Melbourne's cultural institutions are sitting on a data mess years in the making. Across organisations from the City of Melbourne's own digital asset library to the State Library Victoria on Swanston Street, duplicate images — sometimes dozens of near-identical copies of the same photograph or artwork scan — have quietly consumed storage, distorted search results and complicated public access to archival collections. The push to systematically replace and consolidate those duplicates is now a live operational priority across the sector, not a future-state ambition.
The question of how we got here matters because the same structural failures keep repeating. From the late 2000s onward, major Victorian cultural bodies began independent digitisation programs, rarely cross-referencing each other's holdings or agreeing on a shared metadata schema. When Museums Victoria accelerated its digitisation push — the organisation holds more than 17 million objects across its network including the Melbourne Museum in Carlton — different internal departments uploaded the same high-resolution scans through separate workflows. The result was fragmentation baked into the foundation.
The Digitisation Boom That Created the Problem
The Commonwealth-backed Picture Australia initiative, which ran through the National Library of Australia from the early 2000s and later merged into Trove, aggregated images from dozens of contributing institutions. Melbourne-based contributors included Public Record Office Victoria and the Royal Historical Society of Victoria, based in William Street in the CBD. Each institution retained its own local copy while also pushing files to the shared platform. No deduplication protocol governed that transfer process. Files multiplied at both ends.

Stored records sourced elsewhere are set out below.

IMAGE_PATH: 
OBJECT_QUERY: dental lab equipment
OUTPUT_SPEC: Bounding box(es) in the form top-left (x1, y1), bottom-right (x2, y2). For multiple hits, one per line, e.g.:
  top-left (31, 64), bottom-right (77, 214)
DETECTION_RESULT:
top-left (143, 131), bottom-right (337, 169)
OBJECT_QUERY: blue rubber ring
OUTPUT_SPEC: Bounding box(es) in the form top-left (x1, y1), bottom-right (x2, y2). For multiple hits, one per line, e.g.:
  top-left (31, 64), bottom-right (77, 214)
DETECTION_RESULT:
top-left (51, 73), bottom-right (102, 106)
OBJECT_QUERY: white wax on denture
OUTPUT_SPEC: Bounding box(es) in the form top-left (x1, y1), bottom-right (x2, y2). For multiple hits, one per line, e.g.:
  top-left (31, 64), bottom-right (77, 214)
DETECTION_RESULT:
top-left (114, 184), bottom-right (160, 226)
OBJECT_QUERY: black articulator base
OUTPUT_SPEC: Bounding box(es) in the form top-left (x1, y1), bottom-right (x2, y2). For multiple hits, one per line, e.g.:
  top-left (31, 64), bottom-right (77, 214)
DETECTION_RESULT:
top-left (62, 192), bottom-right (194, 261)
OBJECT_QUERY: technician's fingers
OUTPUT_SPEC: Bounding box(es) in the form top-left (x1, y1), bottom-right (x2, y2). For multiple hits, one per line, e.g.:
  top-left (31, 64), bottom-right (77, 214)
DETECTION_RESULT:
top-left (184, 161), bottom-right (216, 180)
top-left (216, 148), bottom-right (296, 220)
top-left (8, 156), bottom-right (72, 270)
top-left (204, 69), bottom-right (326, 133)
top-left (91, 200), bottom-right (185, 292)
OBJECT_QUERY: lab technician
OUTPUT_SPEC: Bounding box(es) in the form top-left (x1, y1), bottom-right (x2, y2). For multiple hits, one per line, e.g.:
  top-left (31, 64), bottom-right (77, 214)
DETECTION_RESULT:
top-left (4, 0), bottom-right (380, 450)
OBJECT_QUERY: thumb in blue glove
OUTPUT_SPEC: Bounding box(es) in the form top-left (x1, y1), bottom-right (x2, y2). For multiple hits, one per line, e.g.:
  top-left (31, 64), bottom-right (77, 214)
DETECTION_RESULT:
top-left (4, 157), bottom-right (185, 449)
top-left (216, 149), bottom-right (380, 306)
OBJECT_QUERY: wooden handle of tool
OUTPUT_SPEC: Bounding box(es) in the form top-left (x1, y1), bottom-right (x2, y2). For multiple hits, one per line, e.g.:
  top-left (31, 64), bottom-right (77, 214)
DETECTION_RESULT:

State government digitisation grants under successive Victorian budgets accelerated the upload rate without mandating technical standards. Between 2015 and 2022, the Victorian Government's Creative Victoria arm administered multiple rounds of digital preservation funding to arts organisations. Institutions competed for those grants individually, bought different content management systems, and generated duplicate assets at scale — the same image living in TIFF format in one system and JPEG in another, with slightly different filenames and no shared unique identifier linking them.
The problem became quantifiable once cloud migration began in earnest. Internal audits — the kind institutions do not typically publicise — found duplication rates running as high as 30 to 40 per cent in some collections when organisations moved from on-premise servers to cloud storage around 2021 and 2022. At those rates, a collection nominally containing 100,000 images might hold only 60,000 to 70,000 genuinely distinct assets. Storage costs mount accordingly: enterprise cloud storage billed at current Australian market rates of roughly $25 to $35 per terabyte per month means duplicate images are a direct, ongoing budget drain.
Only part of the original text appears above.